Selain itu, dengan menggunakan pasal pencucian uang, pembukaan rekening bisa lebih cepat dan juga lebih cepat dilakukan pengamanan seperti penundanaan transaksi atau pemblokiran rekening. Terkait dengan adanya dugaan bahwa ada hasil kejahatan yang dicuci, bisa diterapkan pembuktian terbalik di pengadilan, yaitu terdakwa wajib membuktikan harta kekayaannya bukan merupakan hasil kejahatan (Pasal 77) dengan cara mengajukan alat bukti yang cukup (Pasal 78). Bila terdakwa tidak bisa membuktikan, harta kekayaannya dirampas dan dinyatakan terbukti melakukan pencucian uang.
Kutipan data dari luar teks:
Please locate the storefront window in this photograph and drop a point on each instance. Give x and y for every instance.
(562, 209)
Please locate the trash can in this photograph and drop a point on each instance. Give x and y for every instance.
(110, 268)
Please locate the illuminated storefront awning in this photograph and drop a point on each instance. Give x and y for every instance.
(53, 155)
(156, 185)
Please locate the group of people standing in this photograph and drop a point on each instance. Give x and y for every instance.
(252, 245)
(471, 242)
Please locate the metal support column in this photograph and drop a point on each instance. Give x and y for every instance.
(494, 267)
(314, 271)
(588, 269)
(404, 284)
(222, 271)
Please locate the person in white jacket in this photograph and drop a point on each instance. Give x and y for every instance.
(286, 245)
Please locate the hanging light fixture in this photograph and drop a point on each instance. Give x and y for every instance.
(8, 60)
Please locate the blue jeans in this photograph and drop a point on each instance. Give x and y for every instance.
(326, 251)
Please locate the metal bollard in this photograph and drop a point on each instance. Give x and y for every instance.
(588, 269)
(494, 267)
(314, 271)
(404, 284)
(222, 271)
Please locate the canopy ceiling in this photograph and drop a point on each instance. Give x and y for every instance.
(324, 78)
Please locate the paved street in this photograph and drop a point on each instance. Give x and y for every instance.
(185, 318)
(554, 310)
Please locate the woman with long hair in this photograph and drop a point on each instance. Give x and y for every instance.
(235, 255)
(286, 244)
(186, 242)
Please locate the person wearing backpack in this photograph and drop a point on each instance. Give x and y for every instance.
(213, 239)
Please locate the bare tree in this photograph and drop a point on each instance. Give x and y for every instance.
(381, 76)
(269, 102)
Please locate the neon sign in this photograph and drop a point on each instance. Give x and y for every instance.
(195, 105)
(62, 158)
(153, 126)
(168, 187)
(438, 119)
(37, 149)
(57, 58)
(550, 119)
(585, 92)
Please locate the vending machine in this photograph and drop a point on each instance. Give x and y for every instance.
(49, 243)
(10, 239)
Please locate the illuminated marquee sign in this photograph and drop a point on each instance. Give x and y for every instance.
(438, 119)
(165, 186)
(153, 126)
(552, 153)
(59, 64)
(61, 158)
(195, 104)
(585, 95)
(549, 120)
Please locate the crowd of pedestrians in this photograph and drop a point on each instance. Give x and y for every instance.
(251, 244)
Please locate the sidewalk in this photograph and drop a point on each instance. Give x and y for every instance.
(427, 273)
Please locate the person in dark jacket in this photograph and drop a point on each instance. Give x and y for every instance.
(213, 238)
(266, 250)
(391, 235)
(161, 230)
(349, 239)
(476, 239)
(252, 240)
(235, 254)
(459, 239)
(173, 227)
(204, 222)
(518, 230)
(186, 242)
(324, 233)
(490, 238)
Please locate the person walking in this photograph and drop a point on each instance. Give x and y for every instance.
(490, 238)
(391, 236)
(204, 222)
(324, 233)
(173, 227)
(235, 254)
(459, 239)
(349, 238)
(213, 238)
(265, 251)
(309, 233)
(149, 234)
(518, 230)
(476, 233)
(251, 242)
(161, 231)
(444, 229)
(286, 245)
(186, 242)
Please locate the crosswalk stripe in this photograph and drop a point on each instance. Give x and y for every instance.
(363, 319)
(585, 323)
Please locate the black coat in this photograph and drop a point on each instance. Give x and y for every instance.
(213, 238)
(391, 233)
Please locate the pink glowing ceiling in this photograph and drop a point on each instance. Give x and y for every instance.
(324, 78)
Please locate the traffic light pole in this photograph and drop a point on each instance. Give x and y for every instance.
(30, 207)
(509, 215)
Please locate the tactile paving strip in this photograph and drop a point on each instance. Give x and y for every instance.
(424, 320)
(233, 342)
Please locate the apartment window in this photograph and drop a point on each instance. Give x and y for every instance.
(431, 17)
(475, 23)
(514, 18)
Hal itu pernah dilakukan terhadap perkara korupi Bahasyim.

Tidak Boleh Ragu

Dengan uraian tersebut seharusnya KPK tidak ragu lagi untuk menerapkan sangkaan pencucian uang pada Angelina sebagaimana yang dilakukan pada Wa Ode. Dengan menerapkan UU TPPU, akan lebih mudah dicari (dan lebih cepat) dikembangkan siapa saja yang terlibat dalam mafia korupsi dan pencucian uang terkait dengan kasus Angelina. Itu terutama untuk mencari bukti apakah nama-nama yang pernah disebutkan menerima aliran dana dari Angelina seperti Mirwan Hamid, Anas Urbaningrum, Andi Mallarangeng, dan I Wayan Koster benar terdapat aliran kepada mereka, bagaimanapun nama-nama tersebut telah disebutkan dalam kesaksian di pengadilan.

KPK juga sangat dituntut untuk lebih menguasai teknis yuridis penegakan hukum terhadap perkara korupsi yang terkait dengan pencucian uang, dan segala strateginya, terutama memulai dari penelusuran aliran dana hasil korupsi, yang akan bermuara pada siapa pun yang menikmati hasil korupsi akan diseret ke pengadilan, dipenjara, dan terkena perampasan harta. Untuk menyemangati KPK, perlu disampaikan di sini bahwa kepolisian dan kejaksaan telah menyidik sekaligus menuntut terkait dengan korupsi plus pencucian uang, dan mereka berhasil.